🤖 AI Summary
This work addresses the high computational cost of deep learning by proposing and implementing a novel paradigm of physics-based stochastic neural networks. Leveraging single-electron tunneling devices and controllable beam-splitter-type single-photon sources, the authors construct the first single-electron and single-photon stochastic neurons, which directly perform learning and inference at the physical level by encoding information in quantum dot charge states and photon mode occupations, respectively. Combined with a gradient estimation training strategy based on true probabilities and empirical outputs, the approach demonstrates remarkable robustness under substantial noise and model uncertainty. On the MNIST classification task, it achieves over 97% test accuracy with only minimal sampling, highlighting its efficiency and resilience.
📝 Abstract
The computational demands of deep learning motivate the investigation of alternative approaches to computation. One alternative is physical neural networks~(PNNs), in which learning and inference are performed directly via physical processes. Stochastic PNNs arise when the underlying neurons are realized by the dynamics of a stochastic activation switch. Here we propose novel electronic and photonic stochastic neurons. The electronic realization is implemented by single-electron tunneling through a quantum dot. The photonic realization is implemented via a single-photon source driving one of two modes coupled via a controllable beam-splitter-like interaction. In the electronic case, the charge state of the quantum dot forms the basis for the stochastic neuron, whereas in the photonic case the occupation of the undriven mode serves as the basis for the stochastic neuron. Training of stochastic PNNs is performed with models of stochastic neurons, as well as with coherently-driven, single-photon detector stochastic neurons previously introduced.
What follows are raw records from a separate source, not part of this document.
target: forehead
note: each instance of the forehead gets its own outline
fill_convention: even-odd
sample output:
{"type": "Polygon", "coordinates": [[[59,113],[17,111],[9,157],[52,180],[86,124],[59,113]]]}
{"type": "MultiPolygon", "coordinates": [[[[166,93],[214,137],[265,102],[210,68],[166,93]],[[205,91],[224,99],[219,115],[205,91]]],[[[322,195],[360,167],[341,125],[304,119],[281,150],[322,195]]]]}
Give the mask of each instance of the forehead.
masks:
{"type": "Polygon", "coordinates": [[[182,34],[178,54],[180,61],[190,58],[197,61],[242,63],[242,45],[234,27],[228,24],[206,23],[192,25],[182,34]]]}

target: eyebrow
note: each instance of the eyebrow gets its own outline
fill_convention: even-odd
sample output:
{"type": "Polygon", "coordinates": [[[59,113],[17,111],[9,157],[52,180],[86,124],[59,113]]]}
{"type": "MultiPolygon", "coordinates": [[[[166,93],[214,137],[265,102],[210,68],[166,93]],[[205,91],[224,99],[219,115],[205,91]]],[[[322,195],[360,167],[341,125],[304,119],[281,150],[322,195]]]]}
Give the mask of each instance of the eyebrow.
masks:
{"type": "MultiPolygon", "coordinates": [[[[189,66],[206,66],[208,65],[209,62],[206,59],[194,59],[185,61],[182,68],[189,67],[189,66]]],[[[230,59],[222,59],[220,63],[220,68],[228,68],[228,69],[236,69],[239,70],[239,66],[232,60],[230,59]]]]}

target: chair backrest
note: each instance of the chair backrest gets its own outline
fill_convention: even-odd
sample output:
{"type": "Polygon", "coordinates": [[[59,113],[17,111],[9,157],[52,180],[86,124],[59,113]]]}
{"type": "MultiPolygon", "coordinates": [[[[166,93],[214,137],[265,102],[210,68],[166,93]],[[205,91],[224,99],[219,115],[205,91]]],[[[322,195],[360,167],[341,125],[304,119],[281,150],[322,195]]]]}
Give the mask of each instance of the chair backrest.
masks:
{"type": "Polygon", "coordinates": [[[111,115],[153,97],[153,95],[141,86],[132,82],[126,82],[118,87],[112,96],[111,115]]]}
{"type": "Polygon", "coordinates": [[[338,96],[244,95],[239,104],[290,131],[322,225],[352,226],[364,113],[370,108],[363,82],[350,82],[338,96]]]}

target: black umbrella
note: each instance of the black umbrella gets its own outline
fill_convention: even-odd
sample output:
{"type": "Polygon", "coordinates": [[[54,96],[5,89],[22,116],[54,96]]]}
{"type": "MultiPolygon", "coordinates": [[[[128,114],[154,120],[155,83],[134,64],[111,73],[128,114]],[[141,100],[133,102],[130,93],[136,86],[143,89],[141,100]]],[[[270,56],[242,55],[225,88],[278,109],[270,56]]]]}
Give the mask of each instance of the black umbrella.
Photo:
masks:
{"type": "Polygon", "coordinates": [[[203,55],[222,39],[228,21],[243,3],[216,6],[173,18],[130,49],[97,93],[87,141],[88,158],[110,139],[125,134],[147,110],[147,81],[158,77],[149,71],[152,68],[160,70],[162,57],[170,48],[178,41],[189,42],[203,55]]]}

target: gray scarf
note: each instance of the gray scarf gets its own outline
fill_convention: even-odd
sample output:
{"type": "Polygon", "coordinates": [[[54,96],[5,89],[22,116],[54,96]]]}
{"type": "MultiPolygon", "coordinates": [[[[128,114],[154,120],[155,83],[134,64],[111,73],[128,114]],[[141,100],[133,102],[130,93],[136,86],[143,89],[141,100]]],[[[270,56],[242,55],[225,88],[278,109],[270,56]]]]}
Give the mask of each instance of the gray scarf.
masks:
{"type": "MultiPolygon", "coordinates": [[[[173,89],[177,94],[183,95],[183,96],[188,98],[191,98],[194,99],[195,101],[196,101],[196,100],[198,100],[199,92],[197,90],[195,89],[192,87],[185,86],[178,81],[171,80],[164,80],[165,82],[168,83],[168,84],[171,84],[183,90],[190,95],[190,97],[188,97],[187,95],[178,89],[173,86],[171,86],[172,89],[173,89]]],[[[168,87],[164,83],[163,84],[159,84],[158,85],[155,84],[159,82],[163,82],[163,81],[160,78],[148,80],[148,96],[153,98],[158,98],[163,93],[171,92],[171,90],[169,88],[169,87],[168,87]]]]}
Several training strategies for MNIST handwritten digit classification have been investigated using single-hidden-layer stochastic PNNs, including varying the number of trials in each layer to control forward pass stochasticity and employing either true probability or empirical outputs in the backward pass to evaluate their influence on gradient estimation. We show that when empirical outputs are used in the backward pass, the network achieves more than 97\% test accuracy with few trials per layer. Despite the simplicity of the model architecture, high test accuracy is maintained in the presence of a high degree of noise and model uncertainty. The results demonstrate the potential of embracing stochastic PNNs for deep learning.